Tandis que le Duc s'étouffe, un homme athlétique et élancé entre en trombe, le regard inquiet.

JIHAN Est-ce que tout va bien ?

DIRIL C-C'était... C'était il y a-a... Dix ans !

Le nouveau venu tapote le dos du plus âgé, qui se remet peu à peu. Le Duc se laisse tomber au sol et son second suit le mouvement.
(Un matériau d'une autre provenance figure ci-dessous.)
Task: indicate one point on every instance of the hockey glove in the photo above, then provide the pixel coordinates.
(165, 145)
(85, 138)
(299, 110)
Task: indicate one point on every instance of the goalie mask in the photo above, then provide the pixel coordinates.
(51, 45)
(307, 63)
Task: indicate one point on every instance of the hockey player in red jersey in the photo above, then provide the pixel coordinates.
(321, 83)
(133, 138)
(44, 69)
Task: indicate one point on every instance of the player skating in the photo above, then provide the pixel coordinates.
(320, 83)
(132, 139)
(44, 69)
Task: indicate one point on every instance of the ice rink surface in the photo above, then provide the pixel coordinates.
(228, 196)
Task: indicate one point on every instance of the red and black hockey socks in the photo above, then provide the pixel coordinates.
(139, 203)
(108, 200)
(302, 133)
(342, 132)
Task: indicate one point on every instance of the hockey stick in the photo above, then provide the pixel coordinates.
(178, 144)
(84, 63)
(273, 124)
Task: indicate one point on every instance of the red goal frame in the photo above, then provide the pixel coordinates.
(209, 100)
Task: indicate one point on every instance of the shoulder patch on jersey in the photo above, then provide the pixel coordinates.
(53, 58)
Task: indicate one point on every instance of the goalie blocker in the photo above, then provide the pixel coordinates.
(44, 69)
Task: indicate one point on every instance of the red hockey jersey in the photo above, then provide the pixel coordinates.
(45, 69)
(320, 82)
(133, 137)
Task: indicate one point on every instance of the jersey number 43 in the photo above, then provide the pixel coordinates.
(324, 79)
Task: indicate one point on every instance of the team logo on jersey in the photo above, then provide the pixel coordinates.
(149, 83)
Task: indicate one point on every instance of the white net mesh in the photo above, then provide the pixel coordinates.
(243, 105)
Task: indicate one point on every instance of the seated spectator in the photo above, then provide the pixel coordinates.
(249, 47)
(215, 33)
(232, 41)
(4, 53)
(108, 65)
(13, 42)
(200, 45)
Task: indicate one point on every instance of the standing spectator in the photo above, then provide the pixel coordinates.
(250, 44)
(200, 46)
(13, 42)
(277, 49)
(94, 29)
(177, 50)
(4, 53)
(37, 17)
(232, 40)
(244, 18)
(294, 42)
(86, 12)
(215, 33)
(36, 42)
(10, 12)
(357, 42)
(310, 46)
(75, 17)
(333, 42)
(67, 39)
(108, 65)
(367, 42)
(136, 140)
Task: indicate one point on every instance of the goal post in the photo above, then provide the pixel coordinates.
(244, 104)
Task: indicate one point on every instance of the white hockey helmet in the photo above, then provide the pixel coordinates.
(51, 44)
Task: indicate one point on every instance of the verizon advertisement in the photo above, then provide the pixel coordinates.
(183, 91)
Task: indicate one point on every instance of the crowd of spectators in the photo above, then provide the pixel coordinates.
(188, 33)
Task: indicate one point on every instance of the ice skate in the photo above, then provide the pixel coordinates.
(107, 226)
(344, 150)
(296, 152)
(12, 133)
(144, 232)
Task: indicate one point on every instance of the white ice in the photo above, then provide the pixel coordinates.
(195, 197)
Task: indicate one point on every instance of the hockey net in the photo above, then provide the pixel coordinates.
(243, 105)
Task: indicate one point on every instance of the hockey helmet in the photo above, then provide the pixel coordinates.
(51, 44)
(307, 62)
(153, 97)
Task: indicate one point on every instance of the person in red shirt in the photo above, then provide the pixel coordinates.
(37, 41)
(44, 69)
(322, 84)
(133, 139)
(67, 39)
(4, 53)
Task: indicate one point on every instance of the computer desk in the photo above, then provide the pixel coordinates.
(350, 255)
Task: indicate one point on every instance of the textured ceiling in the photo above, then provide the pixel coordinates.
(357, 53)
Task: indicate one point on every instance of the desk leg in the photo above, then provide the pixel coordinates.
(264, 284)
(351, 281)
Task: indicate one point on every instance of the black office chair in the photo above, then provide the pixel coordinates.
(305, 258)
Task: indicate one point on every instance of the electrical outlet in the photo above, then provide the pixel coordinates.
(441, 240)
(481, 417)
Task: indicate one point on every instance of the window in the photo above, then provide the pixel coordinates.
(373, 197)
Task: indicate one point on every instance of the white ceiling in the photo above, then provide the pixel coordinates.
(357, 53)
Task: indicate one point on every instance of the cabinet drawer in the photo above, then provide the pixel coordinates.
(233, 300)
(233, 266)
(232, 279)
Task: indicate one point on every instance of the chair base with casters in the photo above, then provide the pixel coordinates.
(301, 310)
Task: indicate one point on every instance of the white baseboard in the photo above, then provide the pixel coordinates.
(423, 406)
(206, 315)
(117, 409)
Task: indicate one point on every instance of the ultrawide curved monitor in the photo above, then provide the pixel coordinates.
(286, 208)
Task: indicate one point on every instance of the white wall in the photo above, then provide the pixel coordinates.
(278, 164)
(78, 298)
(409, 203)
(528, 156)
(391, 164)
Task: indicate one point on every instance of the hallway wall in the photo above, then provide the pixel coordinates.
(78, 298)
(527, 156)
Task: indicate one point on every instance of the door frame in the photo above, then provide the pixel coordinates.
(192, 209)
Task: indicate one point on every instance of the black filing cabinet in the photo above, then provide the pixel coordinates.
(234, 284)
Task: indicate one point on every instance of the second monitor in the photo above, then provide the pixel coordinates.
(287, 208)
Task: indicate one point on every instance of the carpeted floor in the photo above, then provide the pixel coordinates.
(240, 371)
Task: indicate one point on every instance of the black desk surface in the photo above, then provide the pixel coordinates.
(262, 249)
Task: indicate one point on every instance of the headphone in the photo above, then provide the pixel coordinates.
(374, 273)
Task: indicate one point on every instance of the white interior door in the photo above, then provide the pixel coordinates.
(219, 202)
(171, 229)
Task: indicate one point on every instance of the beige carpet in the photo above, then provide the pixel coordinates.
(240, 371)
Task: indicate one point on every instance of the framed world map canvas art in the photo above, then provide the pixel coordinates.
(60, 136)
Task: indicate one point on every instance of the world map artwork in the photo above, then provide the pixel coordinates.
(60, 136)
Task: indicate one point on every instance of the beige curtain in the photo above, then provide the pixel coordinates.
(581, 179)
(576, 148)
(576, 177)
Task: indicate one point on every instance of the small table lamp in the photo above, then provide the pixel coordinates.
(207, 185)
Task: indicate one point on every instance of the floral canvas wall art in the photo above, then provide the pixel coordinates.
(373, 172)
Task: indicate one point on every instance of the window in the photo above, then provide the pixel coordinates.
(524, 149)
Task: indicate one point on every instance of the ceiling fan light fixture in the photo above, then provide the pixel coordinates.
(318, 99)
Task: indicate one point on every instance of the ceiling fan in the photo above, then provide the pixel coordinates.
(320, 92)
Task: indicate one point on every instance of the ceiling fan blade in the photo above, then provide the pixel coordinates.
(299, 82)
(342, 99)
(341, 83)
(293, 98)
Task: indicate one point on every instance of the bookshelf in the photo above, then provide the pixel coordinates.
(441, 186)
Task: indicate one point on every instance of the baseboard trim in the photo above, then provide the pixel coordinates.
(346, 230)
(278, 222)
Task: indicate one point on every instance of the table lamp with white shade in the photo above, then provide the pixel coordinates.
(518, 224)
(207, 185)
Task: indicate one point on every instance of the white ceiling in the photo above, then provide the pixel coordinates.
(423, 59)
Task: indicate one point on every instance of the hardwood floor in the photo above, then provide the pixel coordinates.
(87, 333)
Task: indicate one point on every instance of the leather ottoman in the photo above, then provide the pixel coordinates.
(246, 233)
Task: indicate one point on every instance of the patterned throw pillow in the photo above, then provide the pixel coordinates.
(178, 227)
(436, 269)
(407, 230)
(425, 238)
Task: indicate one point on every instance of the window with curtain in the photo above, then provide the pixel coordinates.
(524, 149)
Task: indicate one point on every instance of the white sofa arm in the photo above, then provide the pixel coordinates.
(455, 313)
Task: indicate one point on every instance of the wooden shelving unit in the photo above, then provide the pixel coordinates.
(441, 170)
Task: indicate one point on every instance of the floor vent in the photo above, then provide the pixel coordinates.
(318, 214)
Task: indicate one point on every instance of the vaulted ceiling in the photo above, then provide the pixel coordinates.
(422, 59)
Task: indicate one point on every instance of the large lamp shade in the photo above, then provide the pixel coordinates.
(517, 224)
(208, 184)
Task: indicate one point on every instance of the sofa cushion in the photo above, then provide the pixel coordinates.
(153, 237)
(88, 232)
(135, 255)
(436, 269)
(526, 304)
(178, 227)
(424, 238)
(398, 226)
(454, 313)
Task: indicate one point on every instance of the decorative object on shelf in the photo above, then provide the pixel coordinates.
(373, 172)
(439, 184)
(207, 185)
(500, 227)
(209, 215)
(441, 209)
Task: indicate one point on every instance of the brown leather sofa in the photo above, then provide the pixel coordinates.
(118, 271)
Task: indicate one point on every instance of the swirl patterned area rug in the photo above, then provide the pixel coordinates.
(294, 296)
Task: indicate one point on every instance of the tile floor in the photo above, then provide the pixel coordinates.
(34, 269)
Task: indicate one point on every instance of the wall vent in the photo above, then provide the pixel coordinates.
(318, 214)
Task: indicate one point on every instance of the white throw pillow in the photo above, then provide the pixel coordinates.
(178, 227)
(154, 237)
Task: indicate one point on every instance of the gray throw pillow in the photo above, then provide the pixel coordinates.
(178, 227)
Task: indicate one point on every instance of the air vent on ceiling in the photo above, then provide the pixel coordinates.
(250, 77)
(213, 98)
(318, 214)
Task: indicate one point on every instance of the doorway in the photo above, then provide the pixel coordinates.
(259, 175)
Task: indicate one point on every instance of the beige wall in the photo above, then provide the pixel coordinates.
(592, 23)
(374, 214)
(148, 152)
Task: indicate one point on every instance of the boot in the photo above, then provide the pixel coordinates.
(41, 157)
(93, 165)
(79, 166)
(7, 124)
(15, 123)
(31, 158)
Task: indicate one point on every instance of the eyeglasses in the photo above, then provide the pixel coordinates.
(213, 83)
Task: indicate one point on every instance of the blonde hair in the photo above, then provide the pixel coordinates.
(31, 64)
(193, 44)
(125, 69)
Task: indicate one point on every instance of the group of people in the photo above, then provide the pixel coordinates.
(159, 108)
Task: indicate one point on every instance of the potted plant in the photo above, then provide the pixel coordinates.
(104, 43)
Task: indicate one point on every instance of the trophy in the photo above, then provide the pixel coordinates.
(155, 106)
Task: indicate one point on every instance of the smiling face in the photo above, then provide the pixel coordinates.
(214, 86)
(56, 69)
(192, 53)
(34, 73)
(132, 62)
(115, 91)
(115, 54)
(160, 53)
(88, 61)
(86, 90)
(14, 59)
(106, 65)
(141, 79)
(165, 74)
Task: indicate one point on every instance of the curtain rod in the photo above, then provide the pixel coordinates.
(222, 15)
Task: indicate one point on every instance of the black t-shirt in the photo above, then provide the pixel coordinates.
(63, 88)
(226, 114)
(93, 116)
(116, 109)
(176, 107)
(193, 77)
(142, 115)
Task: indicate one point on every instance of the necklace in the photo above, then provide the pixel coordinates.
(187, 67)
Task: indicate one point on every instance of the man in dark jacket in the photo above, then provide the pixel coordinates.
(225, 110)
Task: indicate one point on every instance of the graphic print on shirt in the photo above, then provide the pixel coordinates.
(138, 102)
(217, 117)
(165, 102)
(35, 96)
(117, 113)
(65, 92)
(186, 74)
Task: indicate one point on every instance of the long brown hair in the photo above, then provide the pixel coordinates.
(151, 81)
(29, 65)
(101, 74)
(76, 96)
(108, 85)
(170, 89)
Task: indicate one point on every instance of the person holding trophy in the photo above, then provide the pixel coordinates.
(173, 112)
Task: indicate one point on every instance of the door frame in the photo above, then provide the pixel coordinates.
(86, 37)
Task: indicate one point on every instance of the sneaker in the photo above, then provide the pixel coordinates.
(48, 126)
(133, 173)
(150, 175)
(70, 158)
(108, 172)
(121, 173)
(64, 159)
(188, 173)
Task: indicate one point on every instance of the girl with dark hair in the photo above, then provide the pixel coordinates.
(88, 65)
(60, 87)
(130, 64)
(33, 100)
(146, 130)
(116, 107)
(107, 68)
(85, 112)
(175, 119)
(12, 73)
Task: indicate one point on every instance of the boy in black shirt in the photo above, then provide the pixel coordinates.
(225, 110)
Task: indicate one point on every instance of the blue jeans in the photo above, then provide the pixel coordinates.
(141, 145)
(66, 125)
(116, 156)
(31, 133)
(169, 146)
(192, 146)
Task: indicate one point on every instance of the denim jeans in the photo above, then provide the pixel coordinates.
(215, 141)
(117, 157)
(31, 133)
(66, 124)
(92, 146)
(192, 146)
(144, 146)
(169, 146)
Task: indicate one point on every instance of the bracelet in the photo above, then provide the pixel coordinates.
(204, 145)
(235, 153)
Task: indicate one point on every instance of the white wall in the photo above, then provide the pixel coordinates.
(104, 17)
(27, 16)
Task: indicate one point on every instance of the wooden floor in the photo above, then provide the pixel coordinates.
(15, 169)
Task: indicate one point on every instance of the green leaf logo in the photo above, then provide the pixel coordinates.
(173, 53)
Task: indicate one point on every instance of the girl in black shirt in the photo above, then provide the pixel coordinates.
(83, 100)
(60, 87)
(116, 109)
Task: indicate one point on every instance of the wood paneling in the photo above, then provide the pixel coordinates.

DIRIL, yeux écarquillés, choqué Cette pierre, la pierre au dessus de nous, me fait plus d'effet que les dires de cette folle. Immaculée, froide, planant au-dessus de nous inlassablement. C'est effrayant. A tout instant, elle pourrait s'écrouler sur nous et, impuissants, nous péririons. La vie est futile. A chaque coin de rue, elle peut nous échapper. Notre corps est si fragile et le monde dangereux. Qu'importe ce que nous faisons, qui nous sommes, nous mourrons tous. Et c'est effrayant. Je me suis rendu compte trop tard que la vie est précieuse et qu'il ne fallait jamais la perdre, sous aucun prétexte.

JIHAN, indécis Je ne suis pas sûr de comprendre, Monsieur. Pourriez-vous être plus clair, je vous prie ?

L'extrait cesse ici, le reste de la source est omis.